Icona Facebook Icona Twitter Icona Instagram Icona Telegram Icona Youtube Icona Rss

Comunicati generali Gli editoriali

La valle ferita. Cronaca di una resistenza


La cornice è straordinaria ed emozionante mentre ci avviciniamo ad Exilles. La giornata si annuncia splendida e l’incontro con il corteo con i sindaci in testa ci dà la prima misura di quanta gente si è mobilitata, migliaia di uomini e di donne, molti anche con bambini in braccio o in carrozzina, decisi ad esercitare la sovranità popolare su un territorio sottratto con la forza agli abitanti della valle.
La profonda ferita inferta con lo sgombero del presidio Notav e con l’insediamento di ingenti forze dell’ordine per garantire lo svolgimento dei lavori di scavo, ha prodotto una risposta superiore ad ogni aspettativa. Decine di migliaia di persone si sono mosse da Chiomonte, Giaglione, Ramatz ed Exilles, per fare l’unica cosa che c’era da fare: riprendersi l’area sottoposta a controllo militare e liberarsi di un esercito di invasione non gradito.

Le aspettative di chi ha provato per ore ad entrare nella zona militarizzata sono state frustrate da migliaia di lacrimogeni sparati ad un ritmo infernale su ogni cosa si muovesse, sui prati disseminati di bambini e bambine, nella boscaglia dove si sono dovuti rifugiare i manifestanti inseguiti da agenti in tenuta antisommossa, sulla strada nei pressi della centrale elettrica dove incessantemente migliaia di persone hanno percosso il guardrail, facendo vibrare per ore l’aria di un suono ritmato che accompagnava i tentativi di entrare nella zona rossa. Questo suono è stato il segnale di un’intera valle che non ha mai mollato le barricate e ha applaudito gli assalti, le irruzioni, i tentativi di tornare ad essere sovrani sul suolo di casa nostra.

Proprio qui sta il punto. La resistenza e la legittima difesa opposti ad un governo militare dell’area, sostenuto non solo da Maroni, Bossi e Matteoli, ma anche come direbbe Veltroni, da Bersani, Fassino, Casini, e dalle ambiguità dei verdi, di Vendola e Di Pietro, nascono fuori dai partiti e dalla logica della riduzione del danno.

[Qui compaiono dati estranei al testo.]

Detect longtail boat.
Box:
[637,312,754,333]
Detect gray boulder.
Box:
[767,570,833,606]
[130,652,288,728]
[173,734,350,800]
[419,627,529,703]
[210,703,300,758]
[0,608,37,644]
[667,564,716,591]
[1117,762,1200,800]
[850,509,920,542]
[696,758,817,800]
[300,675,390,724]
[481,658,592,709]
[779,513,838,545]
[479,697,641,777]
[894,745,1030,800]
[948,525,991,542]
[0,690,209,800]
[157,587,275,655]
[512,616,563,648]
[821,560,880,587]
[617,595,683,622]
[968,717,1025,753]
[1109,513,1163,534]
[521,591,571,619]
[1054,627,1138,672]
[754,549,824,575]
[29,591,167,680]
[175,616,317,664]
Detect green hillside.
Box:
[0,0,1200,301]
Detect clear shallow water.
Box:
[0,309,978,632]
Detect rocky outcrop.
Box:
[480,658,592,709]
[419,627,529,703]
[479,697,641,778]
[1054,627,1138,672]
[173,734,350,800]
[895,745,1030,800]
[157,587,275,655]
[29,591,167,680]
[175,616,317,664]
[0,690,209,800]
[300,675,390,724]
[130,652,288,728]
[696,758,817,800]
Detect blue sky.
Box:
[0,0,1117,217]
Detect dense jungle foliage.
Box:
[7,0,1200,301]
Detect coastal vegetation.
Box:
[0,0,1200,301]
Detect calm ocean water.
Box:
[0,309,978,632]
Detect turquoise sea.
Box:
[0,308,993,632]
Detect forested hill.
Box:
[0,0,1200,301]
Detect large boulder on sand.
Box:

La sovranità sociale espressa con la mobilitazione di domenica e con le pratiche che l’hanno caratterizzata è distante anni luce dal modello di sviluppo che ci vogliono imporre governo e attuali opposizioni, che peraltro amministrano Torino e invocano l’esercito nella stessa maniera di Berlusconi.

Le migliaia di bandiere Notav hanno rappresentato la stessa simbologia di quelle del sì all’acqua pubblica, si è passati dall’azzurro al bianco, ma la sostanza è la stessa: contro la casta e i suoi interessi l’unica rottura possibile è quella dal basso.

Che se ne vadano tutti, con i loro eserciti di sostegno e con le proprie truppe d’invasione. Questo messaggio è risuonato forte e chiaro in valle ed è stato raccolto dal nord al sud del paese, comitati territoriali, movimenti sociali, sindacati di base, reti in lotta per la difesa dei beni comuni e contro il consumo di suolo, la precarietà diffusa autorganizzata e non. Migliaia di persone, soprattutto giovani, disposti a rischiare in prima persona pur di liberare la valle dal pericolo incombente di un’opera inutile e costosa, che deturperà un paesaggio delizioso e ucciderà le vocazioni economiche proprie del territorio.

La menzogna sostenuta dai numerosi assenti, compresa la Lega del “padroni a casa nostra”, non regge. Senza nemmeno essere iniziati i lavori il Tav è già costato solo di ordine pubblico, consulenze e perizie milioni di euro e siamo solo ai nastri di partenza. È evidente che questo è un sopruso per sostenere, al tempo della crisi, la rendita finanziaria e speculativa. Questo risulta vero per ogni grande opera, grande evento e grande piano, considerati la nuova frontiera del modello di sviluppo capitalista. La rivolta della Val di Susa appare come il rifiuto di questa idea che mette a profitto ogni centimetro di suolo sottraendolo alla legittima sovranità di chi lo abita. Le nostre esistenze e i nostri desideri non contano più nulla di fronte all’arroganza in divisa di un governo autoritario e violento.

La ferita subita dalla valle non può essere sopportata in silenzio. È giunto il momento che l’intero paese si sollevi per impedire un simile scempio dell’ambiente e della democrazia. L’opportunità offerta dalle mobilitazioni referendarie, dai Notav, dai movimenti per i beni comuni, deve divenire spazio pubblico dell’attivazione sociale indipendente, costituente di un’affermazione di sovranità popolare sul territorio nazionale.

Liberare la val di Susa per liberare tutte e tutti noi.